![]() |
| (source: Amina Filkins/ Pexels.com) |
Selama kehamilan, seorang ibu membutuhkan nutrisi yang tepat untuk mendukung pertumbuhan dan perkembangan janin yang sehat. Oleh karena itu, nutrisi yang cukup dan seimbang sangat penting selama periode ini. Masih ingat bukan, bahwa 1000 hari kehidupan anak dimulai saat di kandungan?. Berikut adalah beberapa nutrisi utama yang diperlukan selama masa kehamilan:
Asam folat
Asam folat atau folat sangat penting untuk mencegah cacat tabung saraf pada janin. Ibu hamil disarankan untuk mengonsumsi makanan yang kaya asam folat, seperti sayuran berdaun hijau, kacang-kacangan, biji-bijian, dan roti gandum yang diperkaya.
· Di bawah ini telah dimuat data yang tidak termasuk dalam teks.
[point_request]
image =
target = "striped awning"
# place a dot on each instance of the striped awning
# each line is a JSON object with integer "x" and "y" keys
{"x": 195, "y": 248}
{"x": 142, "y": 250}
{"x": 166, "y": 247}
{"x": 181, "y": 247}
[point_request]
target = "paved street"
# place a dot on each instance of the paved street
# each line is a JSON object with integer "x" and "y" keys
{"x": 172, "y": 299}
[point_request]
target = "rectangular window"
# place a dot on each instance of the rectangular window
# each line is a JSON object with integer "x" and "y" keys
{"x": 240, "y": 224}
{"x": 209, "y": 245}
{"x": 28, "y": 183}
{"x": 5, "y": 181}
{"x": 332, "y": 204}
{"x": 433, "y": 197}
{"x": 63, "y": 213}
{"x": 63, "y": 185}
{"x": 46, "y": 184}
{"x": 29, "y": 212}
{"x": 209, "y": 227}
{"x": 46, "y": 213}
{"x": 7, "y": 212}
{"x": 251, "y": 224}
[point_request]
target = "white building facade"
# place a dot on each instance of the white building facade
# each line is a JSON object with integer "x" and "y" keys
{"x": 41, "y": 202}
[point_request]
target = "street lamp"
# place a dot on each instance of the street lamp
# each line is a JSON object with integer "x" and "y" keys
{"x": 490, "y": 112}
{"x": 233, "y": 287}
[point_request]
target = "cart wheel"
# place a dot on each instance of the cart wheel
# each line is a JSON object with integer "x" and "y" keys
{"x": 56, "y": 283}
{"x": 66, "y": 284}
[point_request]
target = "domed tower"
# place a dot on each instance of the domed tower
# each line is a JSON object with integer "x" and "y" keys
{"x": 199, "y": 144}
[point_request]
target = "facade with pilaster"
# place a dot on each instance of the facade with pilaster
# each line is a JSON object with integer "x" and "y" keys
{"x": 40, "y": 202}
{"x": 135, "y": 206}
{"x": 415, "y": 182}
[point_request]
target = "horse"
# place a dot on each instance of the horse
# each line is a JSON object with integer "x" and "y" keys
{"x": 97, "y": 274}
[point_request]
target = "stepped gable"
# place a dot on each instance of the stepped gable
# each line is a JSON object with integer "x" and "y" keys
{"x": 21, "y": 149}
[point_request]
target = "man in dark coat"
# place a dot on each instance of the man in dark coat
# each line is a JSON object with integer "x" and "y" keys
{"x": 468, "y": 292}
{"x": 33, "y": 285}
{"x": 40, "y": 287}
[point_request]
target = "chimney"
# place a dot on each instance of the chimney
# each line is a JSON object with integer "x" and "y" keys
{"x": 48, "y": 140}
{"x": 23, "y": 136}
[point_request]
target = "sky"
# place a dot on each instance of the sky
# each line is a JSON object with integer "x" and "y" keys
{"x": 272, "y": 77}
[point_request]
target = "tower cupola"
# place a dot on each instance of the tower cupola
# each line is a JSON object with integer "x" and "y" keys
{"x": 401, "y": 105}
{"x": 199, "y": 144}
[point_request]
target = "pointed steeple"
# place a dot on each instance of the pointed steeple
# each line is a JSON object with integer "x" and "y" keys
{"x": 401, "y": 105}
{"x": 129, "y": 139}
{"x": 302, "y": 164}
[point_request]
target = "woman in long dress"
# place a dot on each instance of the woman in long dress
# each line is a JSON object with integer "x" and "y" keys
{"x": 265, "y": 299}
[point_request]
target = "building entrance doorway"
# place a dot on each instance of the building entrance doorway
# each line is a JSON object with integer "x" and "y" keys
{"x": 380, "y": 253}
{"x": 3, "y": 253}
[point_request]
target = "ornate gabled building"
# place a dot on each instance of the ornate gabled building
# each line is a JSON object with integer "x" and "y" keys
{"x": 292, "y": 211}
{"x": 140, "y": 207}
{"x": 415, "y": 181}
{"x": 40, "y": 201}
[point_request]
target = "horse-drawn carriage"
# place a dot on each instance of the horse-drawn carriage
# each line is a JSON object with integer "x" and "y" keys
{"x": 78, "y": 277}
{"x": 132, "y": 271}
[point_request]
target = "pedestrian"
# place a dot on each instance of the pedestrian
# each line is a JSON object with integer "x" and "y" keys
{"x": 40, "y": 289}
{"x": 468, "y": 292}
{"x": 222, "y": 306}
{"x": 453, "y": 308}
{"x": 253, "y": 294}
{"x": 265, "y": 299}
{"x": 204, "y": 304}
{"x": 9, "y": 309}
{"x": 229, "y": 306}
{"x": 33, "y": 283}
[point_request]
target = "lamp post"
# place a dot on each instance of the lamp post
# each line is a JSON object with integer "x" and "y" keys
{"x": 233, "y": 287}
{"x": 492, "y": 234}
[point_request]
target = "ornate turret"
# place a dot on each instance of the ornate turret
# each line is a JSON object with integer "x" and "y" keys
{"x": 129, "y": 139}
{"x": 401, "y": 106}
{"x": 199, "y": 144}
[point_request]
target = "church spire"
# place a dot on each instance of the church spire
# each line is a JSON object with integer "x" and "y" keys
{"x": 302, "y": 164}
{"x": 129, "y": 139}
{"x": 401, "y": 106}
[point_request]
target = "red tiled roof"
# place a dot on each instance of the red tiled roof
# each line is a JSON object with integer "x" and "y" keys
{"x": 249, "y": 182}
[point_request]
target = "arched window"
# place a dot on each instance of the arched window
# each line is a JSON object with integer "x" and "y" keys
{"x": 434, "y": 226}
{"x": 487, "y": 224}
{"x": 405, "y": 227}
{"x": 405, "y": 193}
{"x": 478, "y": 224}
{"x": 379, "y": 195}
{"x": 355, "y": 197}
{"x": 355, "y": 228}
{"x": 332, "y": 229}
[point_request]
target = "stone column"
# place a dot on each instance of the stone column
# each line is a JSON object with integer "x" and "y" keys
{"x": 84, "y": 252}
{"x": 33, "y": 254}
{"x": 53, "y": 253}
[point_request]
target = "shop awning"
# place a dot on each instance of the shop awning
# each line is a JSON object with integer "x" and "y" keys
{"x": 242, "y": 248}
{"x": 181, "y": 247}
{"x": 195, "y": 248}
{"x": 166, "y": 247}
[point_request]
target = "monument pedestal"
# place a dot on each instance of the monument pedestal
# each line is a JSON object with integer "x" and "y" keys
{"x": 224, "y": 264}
Suplemen asam folat juga sering direkomendasikan oleh dokter.
Zat besi
Kehamilan meningkatkan kebutuhan zat besi karena mengalirkan oksigen ke janin dan mendukung peningkatan volume darah ibu. Makanan kaya zat besi meliputi daging merah, ikan, unggas, biji-bijian, kacang-kacangan, dan sayuran hijau.
Kalsium
Kalsium penting untuk pembentukan tulang dan gigi janin, serta untuk menjaga kesehatan tulang ibu. Susu, yogurt, keju rendah lemak, dan sumber kalsium lainnya harus dimasukkan dalam diet harian.
Protein
Protein berperan dalam pembentukan jaringan dan otot yang berkembang pesat selama kehamilan. Konsumsi sumber protein sehat seperti daging tanpa lemak, ikan, unggas, telur, tahu, dan kacang-kacangan.
Lemak sehat
Asam lemak omega-3, seperti DHA (docosahexaenoic acid), sangat penting untuk perkembangan otak dan mata janin. Sumber omega-3 termasuk ikan berlemak, alpukat, dan minyak ikan.
Vitamin D
Vitamin D berperan penting dalam penyerapan kalsium dan dukungan sistem kekebalan tubuh. Terpapar sinar matahari secara terbatas dan makanan seperti ikan berlemak, kuning telur, dan produk susu yang diperkaya dapat membantu memenuhi kebutuhan vitamin D.
Vitamin C
Vitamin C membantu penyerapan zat besi dan memiliki peran penting dalam menjaga kesehatan ibu dan janin. Buah-buahan segar seperti jeruk, stroberi, kiwi, dan sayuran seperti paprika merah mengandung vitamin C.
Serat
Konsumsi serat membantu mencegah sembelit yang umum selama kehamilan. Buah-buahan, sayuran, biji-bijian utuh, dan kacang-kacangan adalah sumber yang baik.
Selain memastikan asupan nutrisi yang tepat, ibu hamil juga harus menghindari makanan yang berisiko tinggi seperti makanan mentah, daging mentah atau setengah matang, ikan berisi merkuri tinggi, serta makanan olahan atau kalengan yang tidak aman. Selalu berkonsultasi dengan profesional kesehatan atau ahli gizi untuk mendapatkan panduan khusus yang sesuai dengan kebutuhan nutrisi mu selama kehamilan yaa!